Doctors recommend eating at least
two servings of fish a week. The highest levels of omega-3 fatty acids are in:
- Mackerel
- Lake trout
- Herring
- Sardines
- Albacore tuna
- Salmon
- Halibut
You should bake or grill the fish to
avoid adding unhealthy fats. If you don't like fish, you can also get small
amounts of omega-3 fatty acids from foods like ground flaxseed.
You can take an omega-3 or fish oil
supplement to get some of the benefits, but you won't get other nutrients in
fish, like selenium. If you decide to take a supplement, just remember to watch
your diet and eat lean meat or vegetables in place of fish.
Oatmeal,
oat bran and high-fiber foods
Oatmeal contains soluble fiber, which
reduces your low-density lipoprotein (LDL), the "bad" cholesterol.

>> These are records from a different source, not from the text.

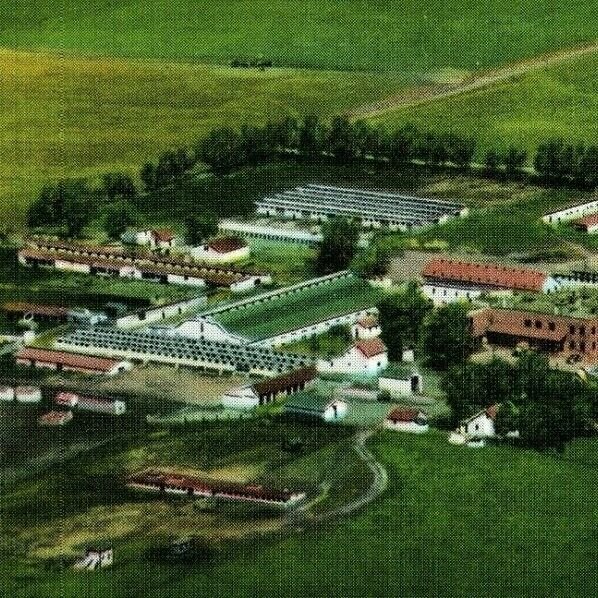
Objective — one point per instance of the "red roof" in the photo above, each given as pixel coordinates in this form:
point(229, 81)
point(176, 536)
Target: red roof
point(403, 415)
point(72, 360)
point(492, 275)
point(163, 234)
point(587, 221)
point(226, 244)
point(368, 322)
point(216, 488)
point(371, 347)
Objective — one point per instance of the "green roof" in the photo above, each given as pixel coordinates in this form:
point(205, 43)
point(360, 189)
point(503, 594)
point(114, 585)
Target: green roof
point(302, 308)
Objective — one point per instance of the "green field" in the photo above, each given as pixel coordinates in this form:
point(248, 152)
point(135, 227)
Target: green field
point(67, 117)
point(303, 308)
point(453, 522)
point(332, 34)
point(558, 101)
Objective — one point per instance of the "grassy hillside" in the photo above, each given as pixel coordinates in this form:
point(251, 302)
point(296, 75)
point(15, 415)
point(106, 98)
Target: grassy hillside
point(80, 117)
point(338, 34)
point(559, 101)
point(453, 522)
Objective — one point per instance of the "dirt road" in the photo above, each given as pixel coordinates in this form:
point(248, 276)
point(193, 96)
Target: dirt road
point(435, 91)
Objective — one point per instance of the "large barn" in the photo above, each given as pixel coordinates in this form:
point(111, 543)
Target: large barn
point(373, 209)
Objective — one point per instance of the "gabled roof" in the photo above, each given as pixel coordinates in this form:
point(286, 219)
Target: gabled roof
point(371, 347)
point(226, 244)
point(404, 415)
point(492, 275)
point(281, 383)
point(73, 360)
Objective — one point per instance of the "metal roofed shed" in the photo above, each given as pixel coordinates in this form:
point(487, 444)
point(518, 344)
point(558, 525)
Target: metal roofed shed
point(372, 208)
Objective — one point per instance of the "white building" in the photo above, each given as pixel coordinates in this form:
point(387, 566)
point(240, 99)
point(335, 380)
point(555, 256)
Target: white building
point(449, 280)
point(366, 327)
point(571, 212)
point(407, 420)
point(481, 424)
point(221, 250)
point(400, 382)
point(366, 357)
point(312, 405)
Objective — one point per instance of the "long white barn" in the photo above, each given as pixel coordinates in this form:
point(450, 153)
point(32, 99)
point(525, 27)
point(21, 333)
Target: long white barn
point(373, 209)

Soluble fiber is also found in such foods as kidney beans, apples, pears,
barley and prunes.
Soluble fiber can reduce the
absorption of cholesterol into your bloodstream. Five to 10 grams or more of
soluble fiber a day decreases your total and LDL cholesterol. Eating 1 1/2 cups
of cooked oatmeal provides 6 grams of fiber. If you add fruit, such as bananas,
you'll add about 4 more grams of fiber. To mix it up a little, try steel-cut
oatmeal or cold cereal made with oatmeal or oat bran.